(adr-local-insights-reports-model-backed-enrichment)=

# ADR 0005: Local insights reports and model-backed enrichment

## Status

Proposed.

## Context

agentgrep reads assistant storage directly from local files and databases. The
core search path already normalizes records without spawning Codex, Claude,
Cursor, or another upstream assistant process. Insights should build on that
same local record stream. Search answers "which records match this query?";
insights answers "what happened across these local records, and what should a
human or agent inspect next?"

The default user experience must stay small and predictable. A normal
`agentgrep` install should not pull in PyTorch, vector databases, native LLM
runtimes, model files, or daemon clients just because a report command exists.
At the same time, higher-quality reports need a path to richer local analysis:
classical text features, embeddings, persistent local indexes, and local model
summaries. The architecture needs a clean ladder from vanilla deterministic
Python to model-backed enrichment.

The useful patterns from adjacent systems are about boundaries and ergonomics,
not feature copying:

- [uv 0.11.20](https://github.com/astral-sh/uv/tree/0.11.20) keeps command
  dispatch, cache policy, and environment mutation explicit; its cache surface
  has named user operations such as
  [`cache clean`](https://github.com/astral-sh/uv/blob/0.11.20/crates/uv/src/commands/cache_clean.rs),
  [`cache prune`](https://github.com/astral-sh/uv/blob/0.11.20/crates/uv/src/commands/cache_prune.rs),
  and
  [`cache dir`](https://github.com/astral-sh/uv/blob/0.11.20/crates/uv/src/commands/cache_dir.rs).
- [scikit-learn](https://github.com/scikit-learn/scikit-learn/tree/d564524)
  shows the lightest useful ML layer for text features and clustering, such as
  [text vectorizers](https://github.com/scikit-learn/scikit-learn/blob/d564524/sklearn/feature_extraction/text.py)
  and
  [KMeans](https://github.com/scikit-learn/scikit-learn/blob/d564524/sklearn/cluster/_kmeans.py).
- [sentence-transformers](https://github.com/huggingface/sentence-transformers/tree/82ea2dc)
  shows explicit model loading, revisions, local-only loading, and cache folder
  control in its
  [base model loader](https://github.com/huggingface/sentence-transformers/blob/82ea2dc/sentence_transformers/base/model.py).
- [Tantivy 0.26.1](https://github.com/quickwit-oss/tantivy/tree/0.26.1)
  separates query parsing from execution through `Query`, `Weight`, and
  `Scorer` types; this is the right shape for optional full-text indexes that
  should not leak into report semantics.
- [SQLite](https://github.com/sqlite/sqlite/tree/002d33d) is the baseline for
  local, inspectable, removable state.
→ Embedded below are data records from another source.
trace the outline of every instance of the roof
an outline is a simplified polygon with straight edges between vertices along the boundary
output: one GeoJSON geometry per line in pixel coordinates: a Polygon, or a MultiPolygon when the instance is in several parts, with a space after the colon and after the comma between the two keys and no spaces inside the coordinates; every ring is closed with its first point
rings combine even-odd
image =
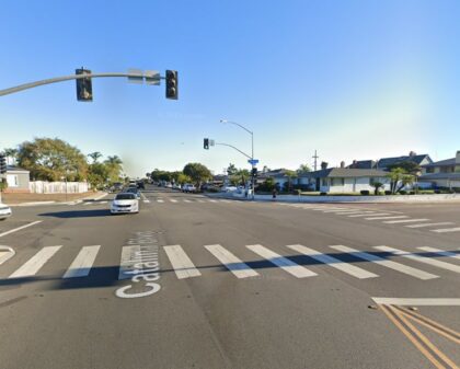
{"type": "Polygon", "coordinates": [[[433,181],[433,180],[456,180],[460,181],[460,172],[455,173],[429,173],[418,177],[418,181],[433,181]]]}
{"type": "Polygon", "coordinates": [[[357,160],[356,162],[349,164],[348,169],[372,169],[376,166],[373,160],[357,160]]]}
{"type": "Polygon", "coordinates": [[[433,162],[432,158],[427,153],[421,155],[404,155],[404,157],[395,157],[395,158],[383,158],[377,162],[378,168],[388,168],[394,163],[400,163],[402,161],[413,161],[414,163],[421,164],[426,158],[428,158],[429,162],[433,162]]]}
{"type": "Polygon", "coordinates": [[[12,172],[30,173],[30,171],[27,171],[26,169],[14,166],[14,165],[7,165],[7,173],[12,173],[12,172]]]}
{"type": "Polygon", "coordinates": [[[456,165],[456,158],[452,159],[446,159],[446,160],[440,160],[430,164],[426,164],[423,165],[424,168],[428,168],[428,166],[451,166],[451,165],[456,165]]]}
{"type": "Polygon", "coordinates": [[[349,169],[349,168],[330,168],[321,171],[309,172],[300,175],[304,178],[324,178],[324,177],[341,177],[341,178],[354,178],[354,177],[383,177],[387,176],[388,172],[377,171],[372,169],[349,169]]]}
Schema and pragma surfaces are explicit
  engine metadata, not hidden side effects.
- [Chroma](https://github.com/chroma-core/chroma/tree/latest) is useful as a
  heavier reference for local vector segments and cached HNSW indexes, but that
  is a later backend shape rather than a default.
- [Ollama v0.30.0-rc31](https://github.com/ollama/ollama/tree/v0.30.0-rc31)
  treats models as a local control-plane concern with native routes for
  [`/api/pull`, `/api/tags`, `/api/ps`, `/api/chat`, and `/api/embed`](https://github.com/ollama/ollama/blob/v0.30.0-rc31/server/routes.go).
- [LiteRT-LM v0.13.1](https://github.com/google-ai-edge/LiteRT-LM/tree/v0.13.1)
  keeps model package access behind typed resources such as
  [`ModelResources`](https://github.com/google-ai-edge/LiteRT-LM/blob/v0.13.1/runtime/components/model_resources.h),
  [`ModelResourcesLitertLm`](https://github.com/google-ai-edge/LiteRT-LM/blob/v0.13.1/runtime/components/model_resources_litert_lm.h),
  and
  [`LitertLmLoader`](https://github.com/google-ai-edge/LiteRT-LM/blob/v0.13.1/runtime/util/litert_lm_loader.h).
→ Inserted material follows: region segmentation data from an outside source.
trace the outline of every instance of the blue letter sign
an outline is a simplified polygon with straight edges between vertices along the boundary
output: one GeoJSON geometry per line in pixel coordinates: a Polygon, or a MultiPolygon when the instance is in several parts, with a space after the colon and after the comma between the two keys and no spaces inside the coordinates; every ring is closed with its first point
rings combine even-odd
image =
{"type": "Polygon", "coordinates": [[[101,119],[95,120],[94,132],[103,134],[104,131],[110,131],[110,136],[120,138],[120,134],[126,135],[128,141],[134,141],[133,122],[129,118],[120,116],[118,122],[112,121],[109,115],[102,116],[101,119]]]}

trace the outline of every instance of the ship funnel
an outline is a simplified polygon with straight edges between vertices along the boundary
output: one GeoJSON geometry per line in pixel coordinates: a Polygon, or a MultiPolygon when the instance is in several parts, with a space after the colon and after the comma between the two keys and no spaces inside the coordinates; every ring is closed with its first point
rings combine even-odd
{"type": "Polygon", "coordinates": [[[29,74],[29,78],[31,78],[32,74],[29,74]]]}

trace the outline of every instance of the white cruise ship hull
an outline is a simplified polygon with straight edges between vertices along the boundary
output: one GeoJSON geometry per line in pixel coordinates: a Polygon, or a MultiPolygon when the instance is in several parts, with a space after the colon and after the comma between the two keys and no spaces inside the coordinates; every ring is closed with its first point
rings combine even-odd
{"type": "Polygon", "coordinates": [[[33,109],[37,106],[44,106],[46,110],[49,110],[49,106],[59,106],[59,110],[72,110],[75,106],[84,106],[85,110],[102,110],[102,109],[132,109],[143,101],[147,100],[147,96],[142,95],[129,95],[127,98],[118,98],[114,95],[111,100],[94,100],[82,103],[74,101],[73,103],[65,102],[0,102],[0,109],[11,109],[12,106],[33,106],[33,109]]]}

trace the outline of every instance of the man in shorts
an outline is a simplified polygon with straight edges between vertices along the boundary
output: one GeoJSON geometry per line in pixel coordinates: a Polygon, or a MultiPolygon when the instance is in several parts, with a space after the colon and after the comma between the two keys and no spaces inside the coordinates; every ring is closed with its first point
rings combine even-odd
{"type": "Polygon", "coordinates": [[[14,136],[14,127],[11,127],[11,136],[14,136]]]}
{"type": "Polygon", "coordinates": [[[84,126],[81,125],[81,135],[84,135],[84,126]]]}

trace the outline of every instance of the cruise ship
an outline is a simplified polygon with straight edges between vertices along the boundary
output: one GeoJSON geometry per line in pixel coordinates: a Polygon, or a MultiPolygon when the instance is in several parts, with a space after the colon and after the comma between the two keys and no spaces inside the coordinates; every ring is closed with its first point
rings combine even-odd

The agentic loop also needs first-class treatment. An agent should be able to
run a report, see which evidence was used, understand which optional backends
were skipped, and choose the next bounded command. It should not receive an
opaque prose blob that cannot be traced back to local records.

ADR 0004 defines the shared lifecycle vocabulary for run status, result
payloads, diagnostics, pagination, and `RecordRef` drilldown handles. ADR 0006
defines the public CLI/MCP surface vocabulary and loop. Insights must reuse
those result types rather than creating report-only names for status, source
coverage, diagnostics, next actions, or record inspection.

## Decision

agentgrep will define insights as a staged report pipeline over local records.
The pipeline is headless and deterministic first; optional enrichers attach to
the same report model.

The pipeline has these pieces:

1. **Record source**: existing discovery and adapters yield normalized prompt
   and conversation records.
2. **Activity model**: records are grouped into agents, stores, sessions,
   conversations, projects, time buckets, and coarse text surfaces.
3. **Builtin analysis**: deterministic counters, timelines, term summaries,
   repeated phrases, ADR 0006 source coverage, empty/error states, and
   representative `RecordRef` handles.
4. **Optional enrichers**: installed backends may add classical ML clusters,
   embeddings, persistent indexes, or local-model summaries to the report
   model.
5. **Evidence policy**: the report distinguishes aggregate facts,
   `RecordRef` evidence, sampled snippets, generated summaries, and
   diagnostics.
6. **Renderers**: terminal, JSON, Markdown, HTML, MCP, and future TUI views
   consume the same report model and expose ADR 0004 result state where the
   sink is machine-readable.

No renderer discovers stores, parses records, installs packages, downloads
models, or calls a model. Renderers only present the report payload.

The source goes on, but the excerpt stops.